I looked for his bio and found this:
As a qualified and registered Portfolio Manager, Stan retains one of the highest levels of registration in the investment services industry. The Portfolio Manager title is a designation that requires a high level of academic achievement and success in the investment industry.
I am surprised this kind of misleading horsecrap made it past bank compliance. The fitness requirements for registration as PM are perfunctory and formulaic. They have nothing to do with “a high level of academic achievement” and “success”. Unless you consider not having a criminal record to be “success”. Most licensing bodies frown upon licensees claiming that their license is some sort of badge of skill.
I have not even bothered checking his performance, I can give you my personal guarantee that he’s underperforming a properly constructed benchmark over any meaningful period. It’s nothing personal against Stan Wong, I am just using him as an example of a certain type of high-fee, low skill plain vanilla advisor.
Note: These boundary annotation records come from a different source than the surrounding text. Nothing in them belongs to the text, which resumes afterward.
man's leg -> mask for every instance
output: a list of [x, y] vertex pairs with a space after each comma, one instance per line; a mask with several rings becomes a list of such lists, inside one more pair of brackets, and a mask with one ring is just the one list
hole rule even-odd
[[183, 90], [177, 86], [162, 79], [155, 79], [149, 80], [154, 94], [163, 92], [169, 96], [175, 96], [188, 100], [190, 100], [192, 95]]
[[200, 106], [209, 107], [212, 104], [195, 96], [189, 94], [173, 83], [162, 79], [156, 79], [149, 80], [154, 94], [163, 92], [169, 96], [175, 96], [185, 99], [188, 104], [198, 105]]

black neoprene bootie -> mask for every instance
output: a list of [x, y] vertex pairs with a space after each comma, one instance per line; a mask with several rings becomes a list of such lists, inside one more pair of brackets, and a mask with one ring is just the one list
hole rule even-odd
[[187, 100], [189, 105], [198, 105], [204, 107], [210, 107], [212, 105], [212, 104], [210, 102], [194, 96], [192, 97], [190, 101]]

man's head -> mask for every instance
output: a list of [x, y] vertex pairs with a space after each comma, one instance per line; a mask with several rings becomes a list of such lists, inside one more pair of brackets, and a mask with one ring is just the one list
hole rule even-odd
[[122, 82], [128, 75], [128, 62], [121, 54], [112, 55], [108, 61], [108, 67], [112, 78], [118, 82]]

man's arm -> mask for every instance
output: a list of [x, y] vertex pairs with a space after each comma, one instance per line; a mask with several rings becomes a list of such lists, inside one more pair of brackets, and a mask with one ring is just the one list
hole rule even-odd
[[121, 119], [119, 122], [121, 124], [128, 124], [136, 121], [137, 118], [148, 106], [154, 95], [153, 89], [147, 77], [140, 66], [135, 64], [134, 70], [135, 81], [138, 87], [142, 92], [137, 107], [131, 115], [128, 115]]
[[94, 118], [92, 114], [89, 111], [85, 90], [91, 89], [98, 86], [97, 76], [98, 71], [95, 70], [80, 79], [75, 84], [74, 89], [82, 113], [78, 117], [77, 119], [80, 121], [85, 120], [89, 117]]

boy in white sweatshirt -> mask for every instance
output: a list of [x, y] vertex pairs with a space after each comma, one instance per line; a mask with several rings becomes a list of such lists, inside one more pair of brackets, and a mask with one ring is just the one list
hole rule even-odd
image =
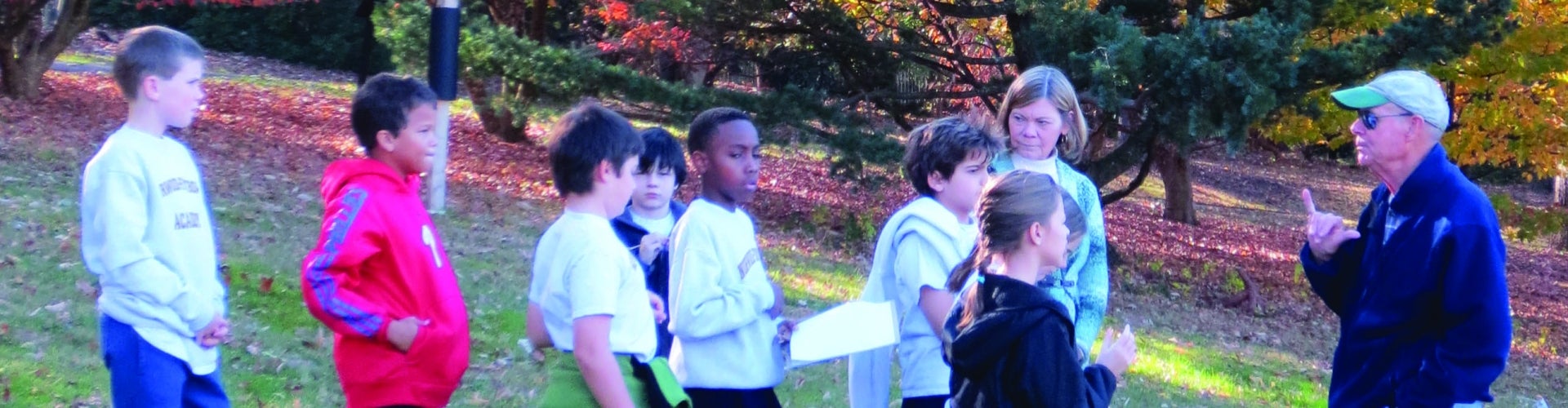
[[229, 322], [212, 212], [190, 149], [166, 133], [201, 108], [204, 58], [180, 31], [129, 31], [113, 72], [130, 113], [82, 174], [82, 257], [103, 289], [116, 406], [229, 406], [218, 378]]
[[[983, 126], [949, 116], [909, 132], [903, 177], [919, 196], [894, 212], [877, 239], [866, 301], [892, 301], [906, 408], [947, 405], [952, 367], [938, 336], [953, 295], [947, 276], [975, 246], [974, 210], [1000, 144]], [[850, 406], [887, 406], [894, 347], [850, 356]]]
[[702, 193], [670, 245], [671, 369], [695, 406], [779, 406], [778, 337], [784, 292], [768, 279], [756, 223], [742, 207], [757, 191], [762, 151], [751, 116], [712, 108], [687, 133]]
In fact, from now on, I’ll call him Rob Chan, just to avoid making things personal. Earlier this year, Rob Chan was commenting on Alibaba. What are the chances, that Rob Chan, on top of his marketing, operational and compliance duties, working out of Markham, has enough time to gain an edge over all the thousands of other people trying to figure Alibaba? How much does Rob Chan manage? $400m! How many other Rob Chans are out there, managing high-fee plain vanilla portfolios? Hundreds! Collectively, they manage billions and billions and billions and billions and billions and billions...
Sorry, I got carried away. I don’t mean to hurt Rob Chan’s feelings. But I figure I could cheer up hundreds of semi-delusional managers by singling out one hopelessly delusional manager. These are the difficult tradeoffs you entrust me to make, as Bay Street’s Chief Kompromat Officer. You weep for Rob Chan, but I have a greater responsibility than you could possibly fathom. My existence, while grotesque and incomprehensible to you, SAVES LIVES. Sorry, I got carried away again.
Anyways, always remember that all you need to do is displace the Rob Chans of the world, not George Soros. I can guarantee you can outperform Rob Chan simply by charging lower fees, reducing turnover and ignoring all macro considerations. Persistence is all that’s needed. Of course, that still leaves the question of how to gain some initial traction without market trouncing results. I am disappointed you even have to ask. We are, after all, contemporaries of the greatest marketing genius of all time, Donald J. Trump. Whatever his faults may be, he has taught us so much about branding, getting attention and communicating.